With this new HPLC method, it was found that the presence of various solvents did not affect the quantification of HEPES. This makes the method particularly useful when various 68Ga-radiopharmaceuticals are formulated with different solutions. In addition, with a retention time of 2.60–2.80 min it allows the QC to be performed within 4 min and therefore suitable when a pre-release is required, as described in the Ph Eur. The method is highly reproducible since we showed that when measuring a similar solution, prepared by two different institutes, no significant differences were found between both measurements (Fig. 5).

From the different 68Ga-radiopharmaceuticals that were analyzed, it was found that only the amounts of HEPES present in [68Ga]Ga-NODAGA-Exendin were significantly higher than the amounts found in the [68Ga]Ga-DOTATOC and [68Ga]Ga-PSMA-11 synthesized in the same institute. This difference is most likely due to the different labeling method used for [68Ga]Ga-NODAGA-Exendin.

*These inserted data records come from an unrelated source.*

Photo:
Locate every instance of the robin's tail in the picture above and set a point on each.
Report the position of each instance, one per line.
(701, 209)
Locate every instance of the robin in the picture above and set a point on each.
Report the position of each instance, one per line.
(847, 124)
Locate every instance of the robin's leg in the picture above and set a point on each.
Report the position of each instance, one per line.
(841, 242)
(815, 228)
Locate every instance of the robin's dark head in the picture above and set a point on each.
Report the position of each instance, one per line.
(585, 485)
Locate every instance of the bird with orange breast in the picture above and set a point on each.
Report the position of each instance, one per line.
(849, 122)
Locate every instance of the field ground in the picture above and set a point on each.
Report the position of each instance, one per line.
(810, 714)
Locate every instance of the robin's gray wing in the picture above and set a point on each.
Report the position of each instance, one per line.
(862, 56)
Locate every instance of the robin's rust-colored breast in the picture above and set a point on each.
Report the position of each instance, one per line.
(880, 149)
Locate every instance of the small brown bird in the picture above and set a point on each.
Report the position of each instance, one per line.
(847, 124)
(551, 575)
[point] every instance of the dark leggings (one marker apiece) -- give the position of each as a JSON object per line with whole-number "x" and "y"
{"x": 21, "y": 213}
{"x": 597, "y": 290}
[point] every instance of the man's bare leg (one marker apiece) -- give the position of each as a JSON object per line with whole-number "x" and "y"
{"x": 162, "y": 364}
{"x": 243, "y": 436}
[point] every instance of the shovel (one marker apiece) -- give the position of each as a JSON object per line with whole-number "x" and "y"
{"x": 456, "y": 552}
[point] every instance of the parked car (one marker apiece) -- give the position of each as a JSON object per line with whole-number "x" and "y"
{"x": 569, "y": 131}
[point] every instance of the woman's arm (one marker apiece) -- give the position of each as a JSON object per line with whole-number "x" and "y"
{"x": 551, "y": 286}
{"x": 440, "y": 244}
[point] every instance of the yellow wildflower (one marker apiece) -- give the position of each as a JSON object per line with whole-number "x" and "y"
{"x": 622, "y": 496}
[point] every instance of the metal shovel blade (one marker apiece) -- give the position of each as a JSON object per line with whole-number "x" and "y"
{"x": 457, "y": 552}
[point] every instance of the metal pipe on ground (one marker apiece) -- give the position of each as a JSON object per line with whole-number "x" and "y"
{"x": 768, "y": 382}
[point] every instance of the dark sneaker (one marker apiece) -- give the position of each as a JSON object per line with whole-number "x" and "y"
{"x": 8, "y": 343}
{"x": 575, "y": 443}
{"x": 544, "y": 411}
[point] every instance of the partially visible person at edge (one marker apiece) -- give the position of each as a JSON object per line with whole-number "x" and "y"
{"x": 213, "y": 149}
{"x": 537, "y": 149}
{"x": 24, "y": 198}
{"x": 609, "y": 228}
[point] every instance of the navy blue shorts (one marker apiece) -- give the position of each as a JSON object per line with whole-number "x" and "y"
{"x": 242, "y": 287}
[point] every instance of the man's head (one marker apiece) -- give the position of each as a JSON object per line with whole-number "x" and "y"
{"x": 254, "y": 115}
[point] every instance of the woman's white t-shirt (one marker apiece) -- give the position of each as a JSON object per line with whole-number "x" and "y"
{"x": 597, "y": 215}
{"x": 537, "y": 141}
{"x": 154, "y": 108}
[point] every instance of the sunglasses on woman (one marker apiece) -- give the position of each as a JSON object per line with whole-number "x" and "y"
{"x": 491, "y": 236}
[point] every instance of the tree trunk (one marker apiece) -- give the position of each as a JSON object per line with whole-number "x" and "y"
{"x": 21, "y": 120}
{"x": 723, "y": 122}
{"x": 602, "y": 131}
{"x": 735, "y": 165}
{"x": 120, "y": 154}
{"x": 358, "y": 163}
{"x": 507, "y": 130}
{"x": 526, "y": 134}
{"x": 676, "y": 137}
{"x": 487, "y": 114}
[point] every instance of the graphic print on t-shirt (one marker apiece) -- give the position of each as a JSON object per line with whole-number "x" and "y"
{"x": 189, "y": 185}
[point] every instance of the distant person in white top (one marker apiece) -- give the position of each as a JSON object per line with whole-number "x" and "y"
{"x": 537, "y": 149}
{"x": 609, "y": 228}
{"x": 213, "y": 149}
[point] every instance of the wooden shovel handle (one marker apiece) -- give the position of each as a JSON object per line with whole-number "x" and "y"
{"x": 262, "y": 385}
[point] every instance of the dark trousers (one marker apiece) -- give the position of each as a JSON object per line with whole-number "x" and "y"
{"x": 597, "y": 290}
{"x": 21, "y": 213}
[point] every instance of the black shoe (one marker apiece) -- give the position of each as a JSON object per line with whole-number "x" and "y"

In routine, in principle, a limit test to determine if the HEPES content is below the maximum limit would be sufficient. Thus, the more reliable TLC method developed by Pfaff et al. could be used in any nuclear medicine center (Pfaff et al. 2018). However, even this method may sometimes give an overestimation of the HEPES amounts present in a sample, risking the non-release of the radiopharmaceutical. Therefore, a quantitative method like the HPLC would provide information not only of the total HEPES amount present in the radiopharmaceutical but also, in case of the HEPES amount is above the maximum limit, it can calculate the maximum volume that the technician can take in order not to exceed the maximum limit, avoiding not releasing the radiopharmaceutical. A clear example of this situation can be observed with the [68Ga]Ga-NODAGA-Exendin. In the presence of the TLC methods only, none of the [68Ga]Ga-NODAGA-Exendin could be released since their amount of HEPES exceeds the maximum limit. However, with the HPLC method, as long as the activity is high enough, a smaller volume of the tracer could be injected in order not to exceed the maximum amount of HEPES (Table 3). One of the limitations of the HPLC method is the need for an extra HPLC if the test needs to be performed before the release of the radiopharmaceutical. Thus, the HPLC method can only be introduced in centers where there are at least 2 HPLC systems. In case this is not possible the TLC method developed by Pfaff et al. could be implemented since they showed similar results obtained with their TLC method compared to our HPLC method.

Conclusion

The TLC method described in European Pharmacopoeia proved to be insufficiently sensitive and thus unsuitable to use for QC release. The herewith presented HPLC method is sensitive, quantitative, reproducible and suitable for QC release.